If you’re not longer in school, you likely will need to contact the registrar, admissions, and/or alumni services. If you want a new copy of your transcripts, any certificates, or diplomas after you’ve updated your name with them, you will need to order those.

I’ve been able to update my name for my GED, community colleges I attended, and my current school where I am completing my BA.

If you have membership in the US’s Trusted Traveler Program (Global Entry, TSA Pre, Nexus, etc.), once you have your new passport, you’ll have to visit a Global Entry office with your old and new passport, as well as a certified copy of the court order. No appointment is required and it’s a fairly quick process (though you may have to wait a bit). And yes, this is still true during the pandemic. I am not traveling at all right now, so I’m postponing this step currently despite having my new passport in hand.

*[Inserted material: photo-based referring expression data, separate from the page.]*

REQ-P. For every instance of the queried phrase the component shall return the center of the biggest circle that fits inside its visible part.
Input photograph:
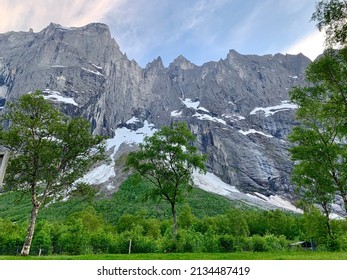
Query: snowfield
(269, 111)
(208, 182)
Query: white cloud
(311, 45)
(19, 15)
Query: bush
(226, 243)
(258, 244)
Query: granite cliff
(238, 107)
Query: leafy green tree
(49, 152)
(167, 161)
(320, 151)
(331, 16)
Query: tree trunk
(327, 220)
(174, 216)
(30, 233)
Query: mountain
(238, 107)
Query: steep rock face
(238, 107)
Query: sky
(200, 30)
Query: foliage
(166, 161)
(320, 153)
(49, 152)
(331, 16)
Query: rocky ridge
(237, 107)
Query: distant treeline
(87, 232)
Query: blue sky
(200, 30)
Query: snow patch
(176, 113)
(211, 183)
(3, 91)
(96, 66)
(133, 120)
(93, 72)
(103, 173)
(57, 96)
(276, 201)
(250, 131)
(234, 117)
(286, 105)
(203, 109)
(190, 104)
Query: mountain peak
(183, 63)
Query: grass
(302, 255)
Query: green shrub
(226, 243)
(258, 244)
(189, 241)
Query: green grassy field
(304, 255)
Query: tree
(320, 151)
(166, 161)
(331, 16)
(50, 151)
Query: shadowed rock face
(238, 107)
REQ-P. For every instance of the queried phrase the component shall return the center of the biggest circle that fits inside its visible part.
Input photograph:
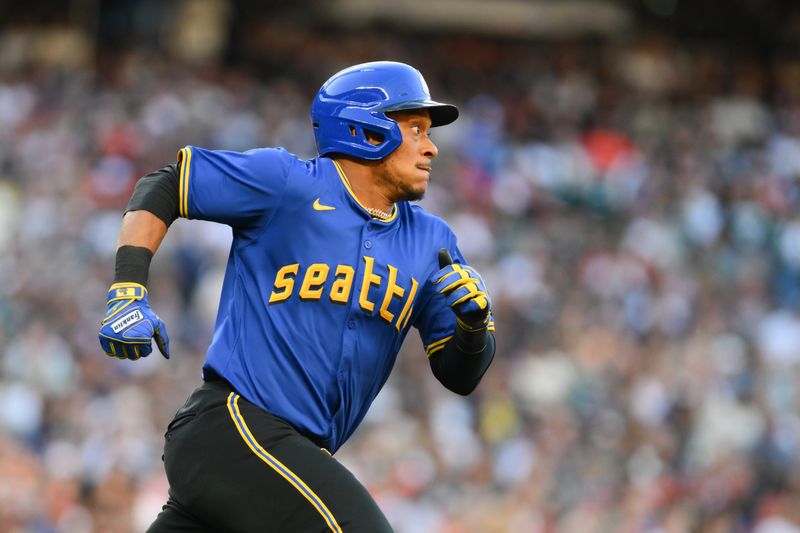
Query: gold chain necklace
(377, 213)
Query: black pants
(232, 467)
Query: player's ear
(444, 258)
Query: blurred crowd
(633, 207)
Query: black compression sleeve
(458, 370)
(132, 264)
(157, 193)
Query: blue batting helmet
(357, 99)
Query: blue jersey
(318, 295)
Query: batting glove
(465, 292)
(130, 324)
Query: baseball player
(330, 266)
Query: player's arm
(466, 356)
(130, 324)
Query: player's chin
(414, 193)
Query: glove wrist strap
(468, 340)
(132, 264)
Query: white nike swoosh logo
(320, 207)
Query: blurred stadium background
(626, 174)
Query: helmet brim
(441, 114)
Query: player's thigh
(173, 519)
(240, 469)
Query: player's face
(405, 172)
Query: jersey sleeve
(240, 189)
(436, 321)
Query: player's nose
(429, 149)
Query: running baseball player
(330, 266)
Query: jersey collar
(349, 188)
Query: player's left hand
(130, 324)
(464, 290)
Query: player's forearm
(141, 228)
(139, 238)
(152, 208)
(461, 371)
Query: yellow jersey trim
(185, 159)
(353, 195)
(277, 466)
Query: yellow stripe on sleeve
(185, 159)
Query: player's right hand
(130, 324)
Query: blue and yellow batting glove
(465, 292)
(130, 324)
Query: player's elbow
(462, 389)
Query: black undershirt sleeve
(157, 193)
(460, 365)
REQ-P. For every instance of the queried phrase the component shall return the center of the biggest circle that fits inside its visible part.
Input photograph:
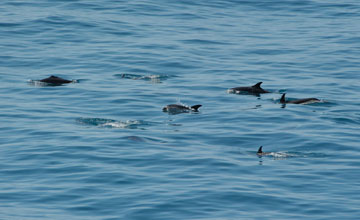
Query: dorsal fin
(257, 85)
(195, 107)
(282, 100)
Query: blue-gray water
(103, 149)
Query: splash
(110, 123)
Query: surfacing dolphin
(298, 101)
(261, 153)
(176, 108)
(255, 89)
(56, 80)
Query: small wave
(110, 123)
(152, 78)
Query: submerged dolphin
(298, 101)
(255, 89)
(176, 108)
(55, 80)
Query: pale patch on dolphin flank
(277, 155)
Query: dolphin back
(195, 107)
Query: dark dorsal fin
(195, 107)
(257, 85)
(282, 100)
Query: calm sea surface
(102, 148)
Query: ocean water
(101, 147)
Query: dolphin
(298, 101)
(255, 89)
(55, 80)
(261, 153)
(176, 108)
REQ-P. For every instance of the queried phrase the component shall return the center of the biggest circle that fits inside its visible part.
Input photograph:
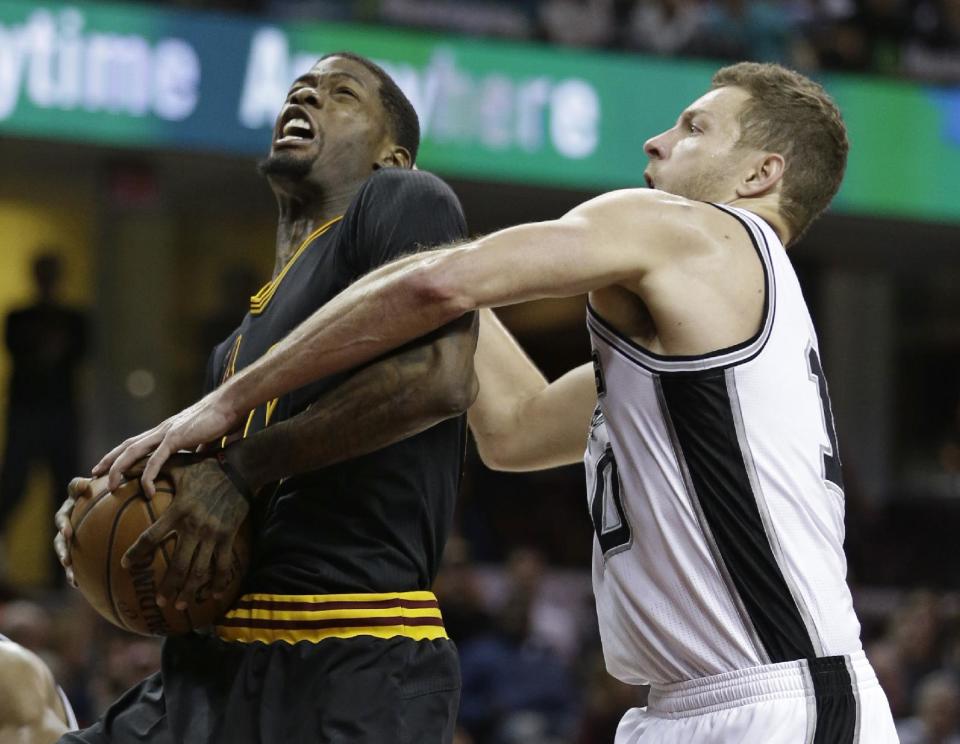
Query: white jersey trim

Other organizations that require ID for travel might include car rental companies, hotel bookings, trains, and airlines. Here are a few examples:

  • Hertz requires a new driver’s license and is only updated when you pick-up a rental, so I’ve put this update on the backburner for the foreseeable future.
  • United has instructions for changing your name through my MileagePlus account, including uploading the supporting documentation needed. This worked perfectly the first time I changed my name, but more recently it did not - I had to call their support to get things taken care of and resubmit my documentation while on the phone.
  • Amtrak required that I email guest.rewards@amtrak.com with my current account name, member number, and copy of the court order. The subject was "Name Change" and in the body of the email I had to ask for my name to be updated to my new legal name.

Everything Else

I’ll give you some examples of this “everything else” category, because this is really going to depend on the person. I recommend looking through your password manager to see where you might need to update things. And if you need to update usernames, some sites allow you to do that (though you might have to email or call customer support), while others it may be easier to delete the account and create a new one.


While you can change your name yourself on REI’s website, that doesn’t actually update the name on your membership. You’ll need to call them to make the request.

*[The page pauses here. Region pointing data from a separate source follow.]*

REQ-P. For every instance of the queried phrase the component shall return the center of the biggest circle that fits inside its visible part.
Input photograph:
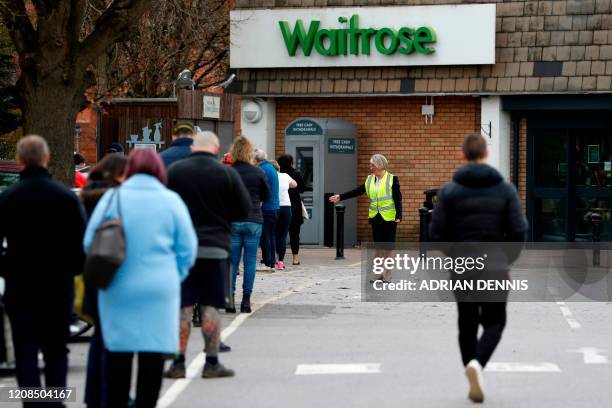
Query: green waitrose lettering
(354, 40)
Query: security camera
(252, 111)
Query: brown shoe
(216, 371)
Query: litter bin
(425, 213)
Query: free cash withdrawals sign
(340, 146)
(363, 36)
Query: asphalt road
(312, 342)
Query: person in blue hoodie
(269, 209)
(138, 310)
(180, 148)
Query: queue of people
(189, 220)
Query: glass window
(550, 154)
(585, 206)
(593, 158)
(549, 220)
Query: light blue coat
(139, 311)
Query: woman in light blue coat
(138, 311)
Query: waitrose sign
(363, 36)
(355, 40)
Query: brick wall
(522, 190)
(424, 156)
(87, 120)
(541, 47)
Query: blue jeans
(268, 237)
(245, 235)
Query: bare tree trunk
(50, 111)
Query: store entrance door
(570, 176)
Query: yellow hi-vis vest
(381, 199)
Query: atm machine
(325, 155)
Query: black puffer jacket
(478, 206)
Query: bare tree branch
(111, 27)
(19, 26)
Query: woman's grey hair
(32, 150)
(379, 161)
(260, 155)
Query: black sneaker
(216, 371)
(223, 348)
(176, 370)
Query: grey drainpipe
(99, 134)
(516, 121)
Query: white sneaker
(473, 372)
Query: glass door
(563, 197)
(593, 180)
(550, 181)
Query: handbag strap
(110, 200)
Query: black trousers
(492, 317)
(149, 379)
(49, 334)
(268, 237)
(294, 229)
(383, 231)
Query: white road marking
(323, 369)
(565, 310)
(194, 369)
(522, 367)
(574, 324)
(592, 355)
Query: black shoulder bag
(107, 251)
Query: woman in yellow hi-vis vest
(385, 211)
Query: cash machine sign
(304, 128)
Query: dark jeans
(492, 317)
(149, 379)
(294, 230)
(383, 231)
(268, 240)
(245, 235)
(33, 332)
(282, 228)
(96, 387)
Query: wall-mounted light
(252, 111)
(427, 110)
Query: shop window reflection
(549, 224)
(551, 158)
(585, 207)
(593, 158)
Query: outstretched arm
(349, 194)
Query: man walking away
(180, 148)
(43, 224)
(215, 196)
(270, 209)
(478, 206)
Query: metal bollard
(424, 216)
(340, 209)
(596, 219)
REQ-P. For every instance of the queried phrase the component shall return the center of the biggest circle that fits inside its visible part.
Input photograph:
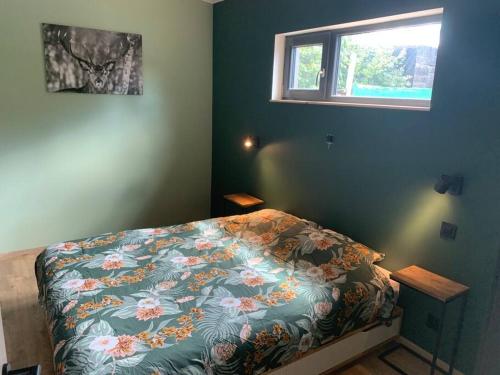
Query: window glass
(396, 63)
(306, 67)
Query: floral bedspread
(236, 295)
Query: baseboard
(19, 253)
(424, 353)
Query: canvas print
(92, 61)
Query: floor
(27, 340)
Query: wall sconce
(251, 142)
(449, 184)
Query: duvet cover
(235, 295)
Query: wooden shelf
(243, 200)
(430, 283)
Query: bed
(236, 295)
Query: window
(382, 64)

I’ve done wilderness first aid training with NOLS, and wanted to get a copy of my certifications with my new legal name. Thankfully, they make this pretty easy. They have a name change request form on their site (if you don’t have an account, you’ll need to create one with your old name so it can find you in their system). Once that request was approved and my account updated, I was able to email them to request new copies of my certificates.


If you have an amateur radio license, you’ll need to update your information with the FCC. You’ll need to log-in to the ULS Online Filing system with your FRN and submit an administrative information update for your license. I didn’t include a scanned copy of the court order initially, and so it got bounced back to me, but after I attached the court order through the portal, it was approved pretty quickly and didn’t cost any money.

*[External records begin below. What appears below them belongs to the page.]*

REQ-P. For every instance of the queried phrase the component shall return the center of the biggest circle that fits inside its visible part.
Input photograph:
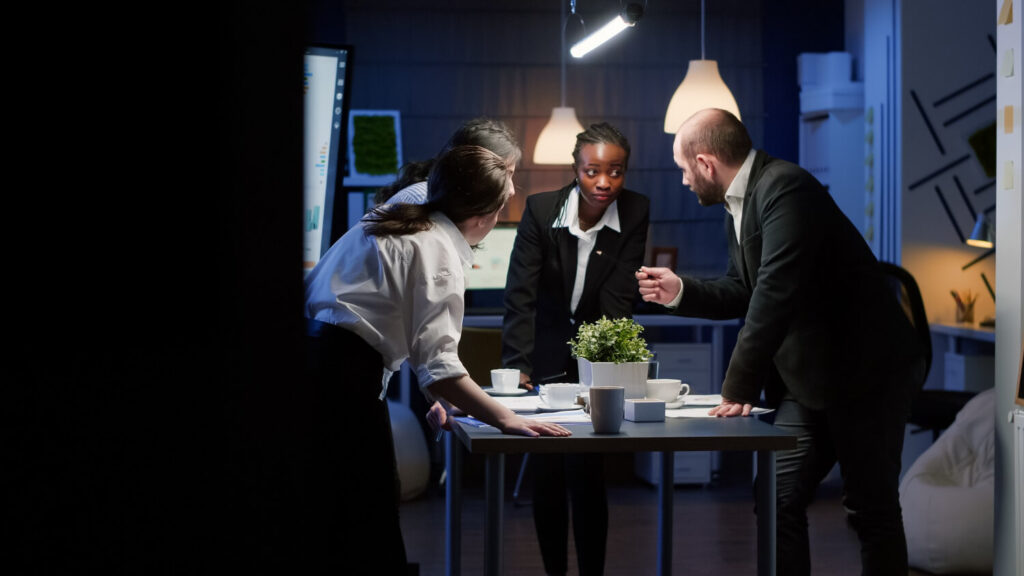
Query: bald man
(822, 337)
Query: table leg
(453, 511)
(766, 512)
(665, 495)
(495, 498)
(717, 377)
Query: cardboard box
(642, 410)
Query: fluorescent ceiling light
(627, 18)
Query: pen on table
(960, 303)
(551, 378)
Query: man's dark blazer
(819, 319)
(539, 289)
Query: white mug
(505, 380)
(667, 389)
(558, 396)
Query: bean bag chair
(411, 453)
(947, 495)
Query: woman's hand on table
(437, 417)
(525, 426)
(729, 408)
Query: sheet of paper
(563, 417)
(701, 400)
(519, 404)
(701, 412)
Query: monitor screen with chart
(326, 88)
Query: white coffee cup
(667, 389)
(505, 380)
(558, 396)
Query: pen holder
(965, 314)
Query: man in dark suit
(573, 259)
(822, 335)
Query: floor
(715, 530)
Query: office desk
(659, 320)
(668, 437)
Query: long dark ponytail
(465, 181)
(492, 134)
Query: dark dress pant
(865, 436)
(559, 480)
(349, 489)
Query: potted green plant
(612, 353)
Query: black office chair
(931, 409)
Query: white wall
(1009, 287)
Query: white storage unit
(832, 130)
(691, 364)
(969, 373)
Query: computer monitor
(326, 87)
(485, 282)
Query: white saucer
(677, 404)
(542, 407)
(517, 392)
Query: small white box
(641, 410)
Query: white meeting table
(674, 435)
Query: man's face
(708, 192)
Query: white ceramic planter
(631, 375)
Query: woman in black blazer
(573, 260)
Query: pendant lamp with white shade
(557, 139)
(702, 87)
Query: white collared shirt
(401, 294)
(569, 217)
(735, 195)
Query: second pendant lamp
(557, 139)
(702, 87)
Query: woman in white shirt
(391, 289)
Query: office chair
(931, 410)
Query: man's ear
(706, 163)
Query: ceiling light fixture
(628, 17)
(557, 139)
(983, 235)
(701, 87)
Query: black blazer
(539, 289)
(819, 319)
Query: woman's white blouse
(402, 294)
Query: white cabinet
(691, 364)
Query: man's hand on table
(729, 408)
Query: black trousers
(557, 479)
(865, 437)
(350, 488)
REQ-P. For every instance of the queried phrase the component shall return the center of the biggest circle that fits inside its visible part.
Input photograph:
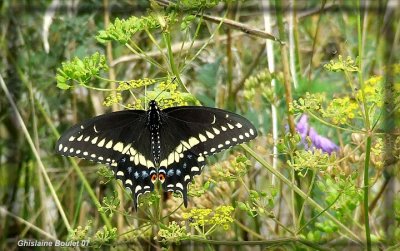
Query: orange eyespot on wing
(161, 177)
(153, 178)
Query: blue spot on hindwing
(170, 172)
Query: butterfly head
(153, 105)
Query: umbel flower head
(317, 141)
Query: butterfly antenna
(145, 97)
(165, 88)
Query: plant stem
(368, 127)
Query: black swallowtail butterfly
(168, 145)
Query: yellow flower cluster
(173, 233)
(132, 84)
(341, 110)
(221, 216)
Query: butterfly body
(168, 145)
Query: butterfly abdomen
(153, 124)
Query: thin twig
(36, 154)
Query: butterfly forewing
(105, 138)
(191, 133)
(207, 131)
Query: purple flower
(318, 141)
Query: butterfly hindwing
(179, 172)
(136, 177)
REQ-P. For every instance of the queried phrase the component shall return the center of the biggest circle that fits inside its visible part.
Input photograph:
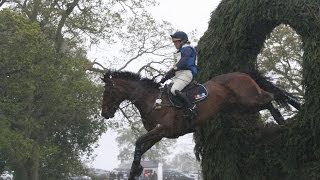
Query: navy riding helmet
(180, 35)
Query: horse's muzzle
(107, 115)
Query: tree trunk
(235, 146)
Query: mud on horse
(228, 89)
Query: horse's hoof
(140, 169)
(135, 172)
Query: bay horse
(231, 88)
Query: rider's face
(177, 43)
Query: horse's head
(111, 97)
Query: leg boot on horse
(193, 109)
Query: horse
(232, 88)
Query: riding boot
(191, 107)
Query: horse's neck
(141, 97)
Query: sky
(186, 16)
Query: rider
(185, 69)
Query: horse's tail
(282, 97)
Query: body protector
(185, 67)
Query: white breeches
(180, 80)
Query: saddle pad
(195, 92)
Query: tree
(184, 162)
(281, 59)
(232, 146)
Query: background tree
(232, 146)
(281, 59)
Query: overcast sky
(185, 16)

Some libraries might let you update via email or over the phone, while others might require you to come in person with your new ID. It really does vary.

Wrapping Up

I know a lot of these items were vague, but it’s pretty difficult to document this process for all of the organizations out there that require legal ID.

This also very specifically focused on legal ID and legal names. There are many more systems and places you might want to update your name (or username or email), and you could have a very long list when you include those as well. I had previously updated most of those during my first name change, so my second name change was very focused on the legal updates.

Where things were vague, the process I pretty consistently followed to figure things out was 1) search to see if there’s an obvious process, and 2) call (or email) customer support. Calling was almost always easier in the end, because there was a lot of misunderstanding along the way by folks who assumed I was changing my last name or other weird things.

Hope this helps and good luck - the process can feel daunting, but it's well worth it in the end.